|Terminator (1984) film poster|
Alien (1979, 1986, 1992) – developing various high technologies for space exploration will only enable some ugly monsters to devour us.
Mad Max (1979, 1981, 1985) – the future brings social decay, violence and nuclear holocaust, with a passion.
Blade Runner (1982) – extremely capable, humanoid robots turn into murderers when something irks them, like—for instance—their limited lifespan.
WarGames (1983) - teenagers + computers = end of civilization as we know it.
The Terminator (1984, 1991, 2003) – the computers are evil, robots are ruthless unstoppable killers, nuclear technology is disastrous.

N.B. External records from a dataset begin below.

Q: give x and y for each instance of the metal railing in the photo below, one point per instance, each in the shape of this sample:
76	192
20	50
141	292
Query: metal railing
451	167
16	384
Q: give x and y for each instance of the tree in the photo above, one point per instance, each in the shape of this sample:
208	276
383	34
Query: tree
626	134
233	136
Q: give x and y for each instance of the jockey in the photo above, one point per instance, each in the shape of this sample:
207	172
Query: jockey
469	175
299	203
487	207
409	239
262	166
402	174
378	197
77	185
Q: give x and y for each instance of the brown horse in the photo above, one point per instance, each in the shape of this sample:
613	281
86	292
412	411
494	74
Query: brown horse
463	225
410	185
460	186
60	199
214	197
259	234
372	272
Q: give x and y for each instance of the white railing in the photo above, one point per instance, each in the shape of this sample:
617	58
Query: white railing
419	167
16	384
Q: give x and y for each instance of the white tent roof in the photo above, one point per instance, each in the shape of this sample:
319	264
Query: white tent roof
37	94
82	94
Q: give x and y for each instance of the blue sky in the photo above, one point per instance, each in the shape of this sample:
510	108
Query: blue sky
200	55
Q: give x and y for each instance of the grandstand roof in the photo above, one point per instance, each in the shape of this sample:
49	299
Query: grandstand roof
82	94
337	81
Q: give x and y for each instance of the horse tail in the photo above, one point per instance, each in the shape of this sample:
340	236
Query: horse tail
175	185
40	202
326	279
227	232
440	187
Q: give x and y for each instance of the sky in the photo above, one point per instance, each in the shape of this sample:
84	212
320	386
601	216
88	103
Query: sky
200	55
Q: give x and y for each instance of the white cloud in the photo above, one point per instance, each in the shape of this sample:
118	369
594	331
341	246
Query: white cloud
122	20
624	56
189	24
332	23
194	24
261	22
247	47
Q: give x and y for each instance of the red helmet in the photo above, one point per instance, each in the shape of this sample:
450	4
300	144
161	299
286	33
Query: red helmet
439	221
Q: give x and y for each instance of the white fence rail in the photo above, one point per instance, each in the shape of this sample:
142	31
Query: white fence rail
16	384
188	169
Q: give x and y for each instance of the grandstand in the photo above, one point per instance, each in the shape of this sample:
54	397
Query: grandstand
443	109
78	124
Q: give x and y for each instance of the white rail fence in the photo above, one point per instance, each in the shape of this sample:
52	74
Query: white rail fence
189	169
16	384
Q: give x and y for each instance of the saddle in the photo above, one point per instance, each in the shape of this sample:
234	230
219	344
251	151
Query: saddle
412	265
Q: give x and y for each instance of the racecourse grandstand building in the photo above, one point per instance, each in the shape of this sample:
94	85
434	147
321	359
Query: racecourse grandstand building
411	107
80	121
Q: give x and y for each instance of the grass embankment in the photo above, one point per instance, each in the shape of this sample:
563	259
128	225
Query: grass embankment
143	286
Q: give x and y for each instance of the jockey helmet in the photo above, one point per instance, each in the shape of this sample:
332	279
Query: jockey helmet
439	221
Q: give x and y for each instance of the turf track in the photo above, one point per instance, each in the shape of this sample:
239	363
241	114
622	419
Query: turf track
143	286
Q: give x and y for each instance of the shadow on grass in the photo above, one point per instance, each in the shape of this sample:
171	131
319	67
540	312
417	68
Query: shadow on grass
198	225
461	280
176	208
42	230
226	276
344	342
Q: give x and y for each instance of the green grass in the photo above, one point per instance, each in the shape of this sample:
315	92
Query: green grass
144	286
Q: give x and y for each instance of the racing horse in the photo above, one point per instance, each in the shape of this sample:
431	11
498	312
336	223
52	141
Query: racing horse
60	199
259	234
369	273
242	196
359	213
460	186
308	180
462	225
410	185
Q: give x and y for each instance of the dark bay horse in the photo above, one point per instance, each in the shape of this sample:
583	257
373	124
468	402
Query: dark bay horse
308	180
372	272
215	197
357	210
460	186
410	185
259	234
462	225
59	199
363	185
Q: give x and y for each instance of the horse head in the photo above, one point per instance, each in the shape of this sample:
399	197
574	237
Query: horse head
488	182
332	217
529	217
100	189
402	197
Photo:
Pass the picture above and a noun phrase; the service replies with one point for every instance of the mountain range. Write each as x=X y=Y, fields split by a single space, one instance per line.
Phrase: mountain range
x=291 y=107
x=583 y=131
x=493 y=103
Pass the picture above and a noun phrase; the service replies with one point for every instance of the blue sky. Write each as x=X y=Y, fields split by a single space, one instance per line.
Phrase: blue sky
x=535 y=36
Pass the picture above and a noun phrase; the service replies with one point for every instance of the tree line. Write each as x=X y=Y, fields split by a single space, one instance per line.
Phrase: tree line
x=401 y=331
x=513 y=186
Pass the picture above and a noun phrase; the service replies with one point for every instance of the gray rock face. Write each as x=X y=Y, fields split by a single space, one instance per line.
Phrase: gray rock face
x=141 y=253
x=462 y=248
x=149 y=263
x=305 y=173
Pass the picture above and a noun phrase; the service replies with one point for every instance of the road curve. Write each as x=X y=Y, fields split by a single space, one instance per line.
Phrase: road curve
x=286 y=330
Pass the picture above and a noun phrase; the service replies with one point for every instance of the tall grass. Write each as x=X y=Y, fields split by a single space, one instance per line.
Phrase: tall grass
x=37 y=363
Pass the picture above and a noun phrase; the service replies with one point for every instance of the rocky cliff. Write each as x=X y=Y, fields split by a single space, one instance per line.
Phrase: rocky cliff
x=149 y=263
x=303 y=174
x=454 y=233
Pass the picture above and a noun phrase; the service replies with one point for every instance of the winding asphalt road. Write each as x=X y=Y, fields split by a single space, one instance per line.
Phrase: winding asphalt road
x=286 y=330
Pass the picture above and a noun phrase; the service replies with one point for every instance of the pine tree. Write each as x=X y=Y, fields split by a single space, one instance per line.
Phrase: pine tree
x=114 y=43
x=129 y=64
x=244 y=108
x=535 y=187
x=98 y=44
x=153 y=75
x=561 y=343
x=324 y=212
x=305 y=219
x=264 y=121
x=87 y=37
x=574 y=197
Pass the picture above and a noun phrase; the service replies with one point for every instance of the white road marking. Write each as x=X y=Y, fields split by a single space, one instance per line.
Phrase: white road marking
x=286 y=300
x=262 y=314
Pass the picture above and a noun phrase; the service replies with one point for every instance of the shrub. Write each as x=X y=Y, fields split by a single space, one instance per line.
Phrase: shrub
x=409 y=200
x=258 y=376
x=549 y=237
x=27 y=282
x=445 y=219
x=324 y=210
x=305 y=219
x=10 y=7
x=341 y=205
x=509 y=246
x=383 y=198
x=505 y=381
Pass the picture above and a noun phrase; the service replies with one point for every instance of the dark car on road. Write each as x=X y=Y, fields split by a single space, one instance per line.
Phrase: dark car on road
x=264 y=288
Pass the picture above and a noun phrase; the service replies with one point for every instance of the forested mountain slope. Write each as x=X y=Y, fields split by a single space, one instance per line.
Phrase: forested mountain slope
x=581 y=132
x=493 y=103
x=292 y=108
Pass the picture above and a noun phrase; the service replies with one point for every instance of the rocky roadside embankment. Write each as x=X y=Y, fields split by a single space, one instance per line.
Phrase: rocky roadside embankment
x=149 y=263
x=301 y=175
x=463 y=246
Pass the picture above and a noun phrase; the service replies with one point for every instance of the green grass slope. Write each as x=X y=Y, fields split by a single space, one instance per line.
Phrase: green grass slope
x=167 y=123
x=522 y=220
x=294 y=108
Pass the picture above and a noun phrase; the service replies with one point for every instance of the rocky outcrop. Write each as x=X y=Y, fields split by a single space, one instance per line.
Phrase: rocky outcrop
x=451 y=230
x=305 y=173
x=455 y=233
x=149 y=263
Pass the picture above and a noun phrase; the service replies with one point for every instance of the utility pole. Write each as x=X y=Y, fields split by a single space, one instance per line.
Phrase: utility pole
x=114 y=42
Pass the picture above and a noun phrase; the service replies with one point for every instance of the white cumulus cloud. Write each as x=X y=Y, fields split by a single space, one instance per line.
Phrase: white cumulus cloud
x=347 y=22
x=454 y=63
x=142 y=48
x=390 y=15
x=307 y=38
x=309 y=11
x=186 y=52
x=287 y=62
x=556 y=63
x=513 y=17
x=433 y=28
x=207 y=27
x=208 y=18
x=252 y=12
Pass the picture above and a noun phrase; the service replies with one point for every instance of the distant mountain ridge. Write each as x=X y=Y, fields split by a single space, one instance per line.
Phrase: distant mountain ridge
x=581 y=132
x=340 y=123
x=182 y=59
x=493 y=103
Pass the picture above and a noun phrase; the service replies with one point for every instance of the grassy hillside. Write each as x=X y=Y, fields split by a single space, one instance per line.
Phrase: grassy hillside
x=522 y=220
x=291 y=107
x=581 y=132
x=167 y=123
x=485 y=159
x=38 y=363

Run! Run!
Electric Dreams (1984) – home PC adopts demon-like role, trying to dominate the life of its owner.
RoboCop (1987) – even the most humane man can be turned into a machine. There's no turning back afterwards.
Akira (1988) – Mad Max on steroids, with added teenage angst.
The Lawnmover Man (1992) – using virtual reality leads to insanity and horror.
StarTrek: First Contact (1996) – members of the Borg civilization got too cozy with their computers. Now they want to make us do the same, or destroy us, whatever comes first.
The Matrix (1999, 2003) – the computers would not only enslave us and exploit us, they will also fix us in a way that the majority will be fine with it. Only God can save us.
The 6th Day (2000) – like in most science fiction movies starring Arnold Schwarzenegger, our future is bleak. This time, the guilty party is genetics.
I, Robot (2004) – technophobic antithesis of Isaac Asimov's Laws of Robotics (the title is the same as his most famous short story), as opposed to the Bicentennial Man (1999) which follows the original plot of a humanizing robot who fights for his human rights.